Hi,
I would like to transfer learn a regression model onto a classification task.
This is my regression model:
model = Chain(
Conv((32, 16), 1 => 8),
LayerNorm((129, 77, 8), relu, dims=(1, 2, 3)),
Conv((32, 16), 8 => 16, stride=(2, 2)),
LayerNorm((49, 31, 16), relu, dims=(1, 2, 3)),
MaxPool((2, 2)),
Conv((16, 8), 16 => 16),
LayerNorm((9, 8, 16), relu, dims=(1, 2, 3)),
MaxPool((2, 2)),
# Flatten and dense layers
ReshapeLayer((256,)),
Dropout(0.25),
Dense(256, 128, relu),
Dropout(0.15),
Dense(128, 1)
)
From this, I then create a classifier by using Lux.Experimental.Freeze:
model_clf = Chain(Lux.Experimental.freeze(model[1:12]), Dense(128, 1, sigmoid))
ps_clf, st_clf = Lux.setup(rng, model_clf) |> gpu
The pullback for this model takes over a minute:
@time (loss, st_g), pb = Zygote.pullback(ps_clf) do p
Y_hat, st_ = model_clf(X_batch[1:160,:,:,:], p, st)

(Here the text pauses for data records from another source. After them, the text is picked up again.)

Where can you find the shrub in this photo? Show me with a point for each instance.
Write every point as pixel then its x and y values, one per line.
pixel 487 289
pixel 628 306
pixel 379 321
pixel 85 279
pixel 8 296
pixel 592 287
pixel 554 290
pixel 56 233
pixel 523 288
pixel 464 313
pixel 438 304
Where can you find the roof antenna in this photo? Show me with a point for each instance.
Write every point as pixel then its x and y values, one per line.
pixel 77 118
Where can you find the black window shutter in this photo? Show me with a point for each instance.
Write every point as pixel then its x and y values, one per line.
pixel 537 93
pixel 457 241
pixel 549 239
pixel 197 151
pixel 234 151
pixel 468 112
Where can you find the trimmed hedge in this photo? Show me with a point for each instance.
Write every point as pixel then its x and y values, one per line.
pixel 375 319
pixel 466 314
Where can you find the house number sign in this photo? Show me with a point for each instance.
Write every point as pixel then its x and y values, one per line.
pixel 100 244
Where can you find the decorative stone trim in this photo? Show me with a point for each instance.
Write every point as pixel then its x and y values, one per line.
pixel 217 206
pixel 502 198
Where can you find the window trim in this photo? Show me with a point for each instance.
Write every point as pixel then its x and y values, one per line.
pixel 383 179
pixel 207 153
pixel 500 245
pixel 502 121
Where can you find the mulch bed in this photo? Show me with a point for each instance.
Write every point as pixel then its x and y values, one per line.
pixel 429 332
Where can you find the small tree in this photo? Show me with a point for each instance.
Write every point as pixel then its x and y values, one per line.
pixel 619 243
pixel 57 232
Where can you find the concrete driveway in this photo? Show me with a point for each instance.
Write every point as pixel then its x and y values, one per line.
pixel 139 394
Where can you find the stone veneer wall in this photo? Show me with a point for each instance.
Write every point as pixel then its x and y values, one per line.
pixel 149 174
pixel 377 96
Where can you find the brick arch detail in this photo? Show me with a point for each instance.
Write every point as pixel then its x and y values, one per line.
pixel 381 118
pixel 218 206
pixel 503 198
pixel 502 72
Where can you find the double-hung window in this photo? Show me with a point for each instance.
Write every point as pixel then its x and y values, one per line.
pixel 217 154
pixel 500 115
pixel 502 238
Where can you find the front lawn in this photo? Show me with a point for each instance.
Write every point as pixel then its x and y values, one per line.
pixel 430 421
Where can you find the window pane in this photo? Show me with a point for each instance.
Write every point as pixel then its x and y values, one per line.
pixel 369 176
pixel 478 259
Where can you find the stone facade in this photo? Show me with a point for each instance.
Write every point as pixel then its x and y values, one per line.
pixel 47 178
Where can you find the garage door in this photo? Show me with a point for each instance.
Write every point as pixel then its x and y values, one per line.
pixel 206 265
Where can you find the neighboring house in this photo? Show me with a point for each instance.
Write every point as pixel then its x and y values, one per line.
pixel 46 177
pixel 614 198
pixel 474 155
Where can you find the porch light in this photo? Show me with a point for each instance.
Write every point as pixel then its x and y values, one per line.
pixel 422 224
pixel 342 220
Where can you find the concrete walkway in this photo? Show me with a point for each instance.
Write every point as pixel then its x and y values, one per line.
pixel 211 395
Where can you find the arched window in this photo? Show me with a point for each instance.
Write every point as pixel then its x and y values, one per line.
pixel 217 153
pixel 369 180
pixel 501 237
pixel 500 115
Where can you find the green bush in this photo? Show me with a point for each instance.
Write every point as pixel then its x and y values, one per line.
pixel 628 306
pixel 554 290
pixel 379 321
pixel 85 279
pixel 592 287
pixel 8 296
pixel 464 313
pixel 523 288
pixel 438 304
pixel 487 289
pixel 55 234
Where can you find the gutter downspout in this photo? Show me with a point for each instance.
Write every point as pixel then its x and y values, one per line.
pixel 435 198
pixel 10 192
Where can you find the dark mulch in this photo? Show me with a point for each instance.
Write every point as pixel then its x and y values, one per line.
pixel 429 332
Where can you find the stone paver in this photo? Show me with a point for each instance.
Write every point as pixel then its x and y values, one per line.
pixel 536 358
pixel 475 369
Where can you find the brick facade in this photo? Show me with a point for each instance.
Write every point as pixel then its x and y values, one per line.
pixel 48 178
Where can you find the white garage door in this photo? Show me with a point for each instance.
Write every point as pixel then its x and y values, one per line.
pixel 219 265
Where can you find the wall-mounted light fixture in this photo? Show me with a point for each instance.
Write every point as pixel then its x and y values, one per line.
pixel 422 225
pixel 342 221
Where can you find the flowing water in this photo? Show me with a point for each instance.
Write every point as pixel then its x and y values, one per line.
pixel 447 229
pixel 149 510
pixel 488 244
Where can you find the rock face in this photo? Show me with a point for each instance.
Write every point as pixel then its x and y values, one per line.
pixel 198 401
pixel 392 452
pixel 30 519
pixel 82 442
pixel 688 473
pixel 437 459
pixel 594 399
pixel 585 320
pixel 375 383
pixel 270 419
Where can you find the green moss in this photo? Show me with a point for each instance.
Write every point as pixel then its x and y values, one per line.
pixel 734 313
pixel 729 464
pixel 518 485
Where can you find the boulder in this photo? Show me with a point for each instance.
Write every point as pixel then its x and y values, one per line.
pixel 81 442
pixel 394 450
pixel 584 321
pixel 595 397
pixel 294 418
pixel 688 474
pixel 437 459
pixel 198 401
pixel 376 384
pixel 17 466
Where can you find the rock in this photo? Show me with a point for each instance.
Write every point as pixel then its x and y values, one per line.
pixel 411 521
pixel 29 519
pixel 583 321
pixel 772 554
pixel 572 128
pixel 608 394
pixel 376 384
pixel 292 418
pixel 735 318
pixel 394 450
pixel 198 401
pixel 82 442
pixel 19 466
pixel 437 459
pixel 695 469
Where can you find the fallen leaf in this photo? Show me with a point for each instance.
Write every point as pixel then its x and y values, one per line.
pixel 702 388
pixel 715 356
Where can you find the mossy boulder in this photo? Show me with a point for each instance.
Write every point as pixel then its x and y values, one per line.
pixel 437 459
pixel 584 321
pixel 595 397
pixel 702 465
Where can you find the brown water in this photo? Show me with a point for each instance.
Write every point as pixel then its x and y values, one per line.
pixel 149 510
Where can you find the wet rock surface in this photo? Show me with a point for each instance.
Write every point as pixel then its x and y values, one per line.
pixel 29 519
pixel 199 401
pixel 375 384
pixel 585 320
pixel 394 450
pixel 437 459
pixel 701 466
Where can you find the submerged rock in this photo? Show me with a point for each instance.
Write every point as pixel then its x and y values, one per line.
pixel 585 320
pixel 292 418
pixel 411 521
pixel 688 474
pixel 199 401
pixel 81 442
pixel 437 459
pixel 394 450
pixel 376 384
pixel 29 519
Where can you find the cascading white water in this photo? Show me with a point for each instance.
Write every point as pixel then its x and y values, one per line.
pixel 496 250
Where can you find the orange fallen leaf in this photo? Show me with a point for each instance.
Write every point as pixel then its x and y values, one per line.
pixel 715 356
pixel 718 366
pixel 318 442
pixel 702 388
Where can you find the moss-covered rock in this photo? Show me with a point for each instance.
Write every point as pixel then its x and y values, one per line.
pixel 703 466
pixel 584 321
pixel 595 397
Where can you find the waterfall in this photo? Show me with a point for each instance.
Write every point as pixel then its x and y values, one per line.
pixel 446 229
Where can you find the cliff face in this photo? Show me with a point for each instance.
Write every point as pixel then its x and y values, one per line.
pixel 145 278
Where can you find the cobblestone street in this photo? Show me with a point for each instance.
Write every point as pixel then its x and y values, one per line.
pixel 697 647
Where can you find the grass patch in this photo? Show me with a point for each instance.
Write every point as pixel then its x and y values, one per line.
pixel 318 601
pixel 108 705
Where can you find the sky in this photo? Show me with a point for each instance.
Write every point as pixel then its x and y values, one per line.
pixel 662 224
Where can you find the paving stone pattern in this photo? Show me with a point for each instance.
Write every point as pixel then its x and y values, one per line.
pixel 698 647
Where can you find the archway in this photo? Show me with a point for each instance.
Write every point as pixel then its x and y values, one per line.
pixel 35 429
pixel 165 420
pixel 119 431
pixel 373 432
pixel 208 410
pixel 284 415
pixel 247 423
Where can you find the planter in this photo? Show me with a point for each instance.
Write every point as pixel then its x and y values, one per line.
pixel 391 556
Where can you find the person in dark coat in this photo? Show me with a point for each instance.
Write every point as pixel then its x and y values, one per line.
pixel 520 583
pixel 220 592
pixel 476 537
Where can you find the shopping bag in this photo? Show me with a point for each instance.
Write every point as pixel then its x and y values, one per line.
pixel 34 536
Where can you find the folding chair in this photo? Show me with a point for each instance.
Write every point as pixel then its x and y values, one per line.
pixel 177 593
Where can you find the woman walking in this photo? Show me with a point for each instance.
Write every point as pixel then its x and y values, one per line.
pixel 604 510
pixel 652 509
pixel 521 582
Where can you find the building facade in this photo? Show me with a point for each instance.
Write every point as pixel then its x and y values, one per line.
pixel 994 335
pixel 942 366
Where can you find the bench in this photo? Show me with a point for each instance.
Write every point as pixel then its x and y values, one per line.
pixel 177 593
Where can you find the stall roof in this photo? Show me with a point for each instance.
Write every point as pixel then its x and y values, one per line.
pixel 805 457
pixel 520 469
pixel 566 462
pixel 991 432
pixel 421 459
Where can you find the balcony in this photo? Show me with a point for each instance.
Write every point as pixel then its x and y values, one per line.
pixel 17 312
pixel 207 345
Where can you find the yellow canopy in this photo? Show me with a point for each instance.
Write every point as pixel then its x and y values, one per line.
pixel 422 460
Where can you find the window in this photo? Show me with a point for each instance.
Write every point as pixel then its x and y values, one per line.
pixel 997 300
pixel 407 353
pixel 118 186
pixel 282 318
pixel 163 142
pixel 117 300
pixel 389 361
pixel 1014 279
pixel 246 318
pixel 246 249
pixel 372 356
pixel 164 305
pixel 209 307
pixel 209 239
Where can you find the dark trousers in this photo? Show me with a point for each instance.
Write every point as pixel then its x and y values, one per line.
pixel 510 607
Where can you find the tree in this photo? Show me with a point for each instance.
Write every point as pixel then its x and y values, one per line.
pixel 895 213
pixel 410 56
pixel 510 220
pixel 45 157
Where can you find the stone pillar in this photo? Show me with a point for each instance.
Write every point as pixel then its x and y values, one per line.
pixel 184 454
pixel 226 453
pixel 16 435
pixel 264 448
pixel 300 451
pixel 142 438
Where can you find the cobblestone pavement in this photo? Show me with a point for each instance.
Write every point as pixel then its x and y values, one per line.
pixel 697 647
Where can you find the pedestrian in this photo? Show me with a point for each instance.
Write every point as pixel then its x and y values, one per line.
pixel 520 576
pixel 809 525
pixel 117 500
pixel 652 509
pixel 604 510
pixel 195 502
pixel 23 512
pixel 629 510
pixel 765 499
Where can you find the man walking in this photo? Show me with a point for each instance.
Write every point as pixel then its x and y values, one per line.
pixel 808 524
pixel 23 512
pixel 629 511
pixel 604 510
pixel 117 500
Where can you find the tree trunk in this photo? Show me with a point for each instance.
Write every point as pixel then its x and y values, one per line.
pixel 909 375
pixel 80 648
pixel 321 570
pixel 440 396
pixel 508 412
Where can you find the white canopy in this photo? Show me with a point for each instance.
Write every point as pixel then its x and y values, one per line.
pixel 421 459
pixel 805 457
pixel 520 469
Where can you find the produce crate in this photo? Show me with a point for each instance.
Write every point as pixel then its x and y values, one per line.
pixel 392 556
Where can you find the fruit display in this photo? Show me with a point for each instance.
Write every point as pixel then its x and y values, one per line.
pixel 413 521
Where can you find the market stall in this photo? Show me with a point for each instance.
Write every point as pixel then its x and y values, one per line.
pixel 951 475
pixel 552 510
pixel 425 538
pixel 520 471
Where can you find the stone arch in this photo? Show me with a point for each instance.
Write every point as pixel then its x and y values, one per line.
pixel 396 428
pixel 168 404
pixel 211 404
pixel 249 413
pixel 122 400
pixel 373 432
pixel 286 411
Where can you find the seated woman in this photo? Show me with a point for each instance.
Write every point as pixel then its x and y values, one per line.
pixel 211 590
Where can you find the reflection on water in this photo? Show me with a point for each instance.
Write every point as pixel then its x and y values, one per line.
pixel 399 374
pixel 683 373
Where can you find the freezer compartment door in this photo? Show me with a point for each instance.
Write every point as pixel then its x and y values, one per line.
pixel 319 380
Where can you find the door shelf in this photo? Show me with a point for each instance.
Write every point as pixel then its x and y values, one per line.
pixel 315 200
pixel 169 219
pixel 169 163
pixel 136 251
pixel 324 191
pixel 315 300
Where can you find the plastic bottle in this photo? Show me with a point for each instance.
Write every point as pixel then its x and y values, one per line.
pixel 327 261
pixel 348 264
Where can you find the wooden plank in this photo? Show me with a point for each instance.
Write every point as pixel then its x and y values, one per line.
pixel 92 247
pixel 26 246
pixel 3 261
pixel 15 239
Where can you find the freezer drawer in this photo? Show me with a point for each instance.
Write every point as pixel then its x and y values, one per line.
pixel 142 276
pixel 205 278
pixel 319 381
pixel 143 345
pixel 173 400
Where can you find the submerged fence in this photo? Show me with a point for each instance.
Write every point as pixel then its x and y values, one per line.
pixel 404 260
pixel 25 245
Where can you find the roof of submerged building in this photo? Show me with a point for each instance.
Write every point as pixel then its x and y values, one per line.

Y_pred = clamp.(Y_hat[1, :], ϵ, 1f0-ϵ)
sum(Y_pred), st_
# loss_fn(Y_true, Y_pred), st_
end
I tried timing it and it gives me 2.3s. Then it continues compiling and after a about 1-2 minutes produces a very long:
2.295934 seconds (110.39 k allocations: 5.660 MiB, 99.90% compilation time)
((15.384361f0, (layer_1 = (frozen_params = (layer_1 = (weight = Float32[0.015952695 0.007185958 … 0.02645357 0.057883892; -0.07097661 0.039056055 … 0.05905502 0.058483243; … ; -0.06422479 0.011287891 … 0.030074239 0.012998548; 0.04424595 -0.02495748 … -0.0018427239 0.013343713;;;; 0.04482291 -0.05909165 … 0.053648986 0.07476449; -0.03904024 0.03407839 … -0.01089952 -0.057322554; … ; -0.038908638 0.06761868 … 0.05761158 -0.018731067; -0.014519313 0.06123217 … -0.006092812 0.06165308;;;; -0.054698225 -0.047990892 … 0.059512276 -0.029810168; -0.05741847 -0.05390712 … -0.058472898 0.06503907; … ; -0.06078
I can then calculate gradients, which seem to be ok. But just the pullback takes a very long time.
What can I do to reduce calculation of the gradients to acceptable times?